Pada pagi hari kinerja Macready, New York Herald mengakui bahwa ketegangan meningkat, tetapi diprediksi secara optimis: “Perilaku para perusuh, pada Senin malam, telah membangkitkan perasaan ketertiban dan kesopanan dalam masyarakat, sedemikian rupa yang akan membuat semua upaya kerusuhan sama sekali tidak efektif dan tidak praktis. "

Mereka secara spektakuler salah.

Di tirai, sekitar 200 petugas polisi menempatkan diri di dalam teater di Astor Place, dengan 75 lainnya di luar, di mana kerumunan segera membengkak menjadi lebih dari 10.000 orang. Di dalam, amarah naik ketika menjadi jelas bahwa rumah itu telah oversold, memberi kita kesempatan untuk menyingkirkan riffraff dan masih mengisi aula (tiket yang dijual oleh agen Macready memiliki tanda pengenal khusus). Pendukung Forrest yang berhasil masuk ke teater mendapati diri mereka dipilih untuk ditahan selama aksi pertama pertunjukan, dengan kerumunan bersorak keras saat mereka diseret satu per satu.
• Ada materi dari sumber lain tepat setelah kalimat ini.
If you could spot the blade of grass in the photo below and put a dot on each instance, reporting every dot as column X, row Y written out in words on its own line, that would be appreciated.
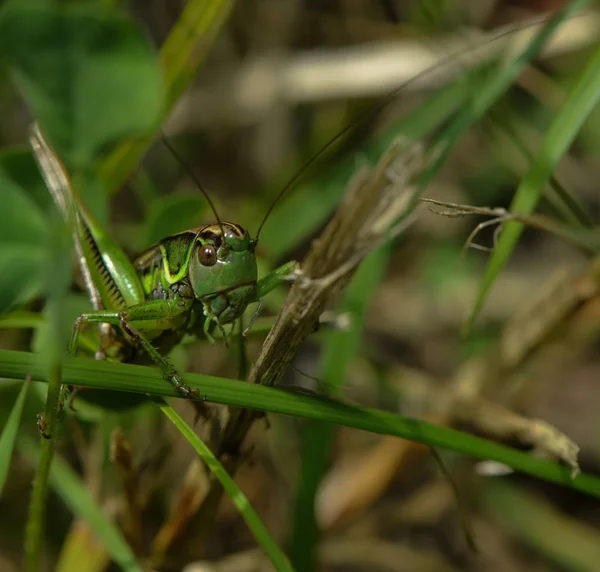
column 21, row 319
column 182, row 53
column 73, row 492
column 562, row 203
column 339, row 348
column 256, row 526
column 140, row 379
column 9, row 434
column 581, row 100
column 499, row 79
column 316, row 199
column 58, row 271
Para tahanan segera membakar sel tahanan mereka.

Seorang pria terdengar berteriak, “Saya membayar tiket dan mereka tidak akan membiarkan saya masuk, karena saya tidak punya sarung tangan dan rompi putih, sial!”

Di luar, kerumunan mengambil batu-batu bulat lepas dari lokasi konstruksi di dekatnya dan menyerang teater dengan berondongan batu, memecahkan jendela, menghancurkan pipa air dan lampu-lampu jalan yang gelap.

Polisi dan milisi negara bagian New York berusaha dengan sia-sia untuk mendorong kerumunan orang menjauh dari teater. Jenderal William Hall mengatakan kepada walikota bahwa sudah waktunya untuk melepaskan tembakan atau mundur, karena dia tidak akan membiarkan anak buahnya dilempari batu sampai mati ketika mereka membawa senjata. Para prajurit diperintahkan untuk menembak kepala orang banyak. Ketika ini tidak melakukan apa pun untuk mencegah hujan batu yang tak henti-hentinya, mereka menurunkan pandangan mereka dan menembak lagi, menembaki kerumunan. Pada akhirnya, hanya ancaman tembakan meriam yang berhasil membubarkan kerumunan, dan ketika kekacauan itu mereda, 18 orang terbaring tewas dan belasan lainnya terluka, banyak di antara mereka yang berada di dekatnya. Lebih dari 100 perusuh ditangkap. The Herald menggambarkan orang mati dalam liputan tindak lanjut: beberapa dari mereka orang Irlandia, beberapa "lahir di Negara ini;" pria dan wanita; tukang kayu, juru tulis, printer, buruh. "Semua sepakat, " kata surat kabar itu, "bahwa mereka hidup di masa-masa sulit dan lingkungan yang sangat berbahaya."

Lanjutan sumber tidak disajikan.